Background on “Cutie Pie” type radiation survey meter, Object ID 1994.0125.30.1 and alternate ionization chamber, Object ID 1994.0125.30.2
A Cutie Pie type of meter, such as Object ID 1994.0125.30.1, is a hand-held ionization chamber instrument.
As defined by the U.S. Nuclear Regulatory Commission (NRC), a survey meter is any portable radiation detection instrument especially adapted for inspecting an area or individual to establish the existence and amount of radioactive material present. The survey meter typically measures the amount of radiation present and provides this information on a numerical display in units of counts per minute, counts per second, or microroentgen (µR) or microrem (µrem) per hour. The most commonly used hand-held survey meters are the scintillation counter, which is used in the measurement of alpha, beta and neutron particles; the Geiger counter, widely used for the measurement of alpha, beta and gamma levels; and the ion chamber, which is used for beta, gamma and X-ray measurements.

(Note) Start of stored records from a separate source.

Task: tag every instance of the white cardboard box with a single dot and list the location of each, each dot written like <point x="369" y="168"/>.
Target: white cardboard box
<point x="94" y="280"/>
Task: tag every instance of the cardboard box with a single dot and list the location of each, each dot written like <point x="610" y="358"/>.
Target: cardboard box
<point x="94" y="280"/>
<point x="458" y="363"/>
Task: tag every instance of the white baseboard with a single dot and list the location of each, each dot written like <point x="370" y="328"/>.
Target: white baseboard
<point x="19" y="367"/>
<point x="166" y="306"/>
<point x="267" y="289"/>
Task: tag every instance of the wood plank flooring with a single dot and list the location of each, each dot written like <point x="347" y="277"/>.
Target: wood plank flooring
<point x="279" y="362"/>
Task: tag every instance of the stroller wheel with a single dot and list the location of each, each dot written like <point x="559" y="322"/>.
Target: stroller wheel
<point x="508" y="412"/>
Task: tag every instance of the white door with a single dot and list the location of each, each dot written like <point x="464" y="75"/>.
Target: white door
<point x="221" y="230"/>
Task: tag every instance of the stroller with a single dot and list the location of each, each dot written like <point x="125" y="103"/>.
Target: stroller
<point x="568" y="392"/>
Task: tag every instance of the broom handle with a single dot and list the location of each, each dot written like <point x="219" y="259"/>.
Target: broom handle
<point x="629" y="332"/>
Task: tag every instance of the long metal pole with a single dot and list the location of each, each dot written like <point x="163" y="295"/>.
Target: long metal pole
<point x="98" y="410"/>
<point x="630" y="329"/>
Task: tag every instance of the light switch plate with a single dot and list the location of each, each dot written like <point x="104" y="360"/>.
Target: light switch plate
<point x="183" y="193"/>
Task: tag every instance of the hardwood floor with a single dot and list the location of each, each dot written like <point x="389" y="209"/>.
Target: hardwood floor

For background on the development of early survey meters and their nicknames, go to:
The ionization chamber is the simplest of all gas-filled radiation detectors, and is widely used for the detection and measurement of certain types of ionizing radiation; X-rays, gamma rays and beta particles. Conventionally, the term "ionization chamber" is used exclusively to describe those detectors which collect all the charges created by direct ionization within the gas through the application of an electric field. It only uses the discrete charges created by each interaction between the incident radiation and the gas, and does not involve the gas multiplication mechanisms used by other radiation instruments, such as the Geiger-Müller counter or the proportional counter. Ion chambers have a good uniform response to radiation over a wide range of energies and are the preferred means of measuring high levels of gamma radiation. They are widely used in the nuclear power industry, research labs, radiography, radiobiology, and environmental monitoring.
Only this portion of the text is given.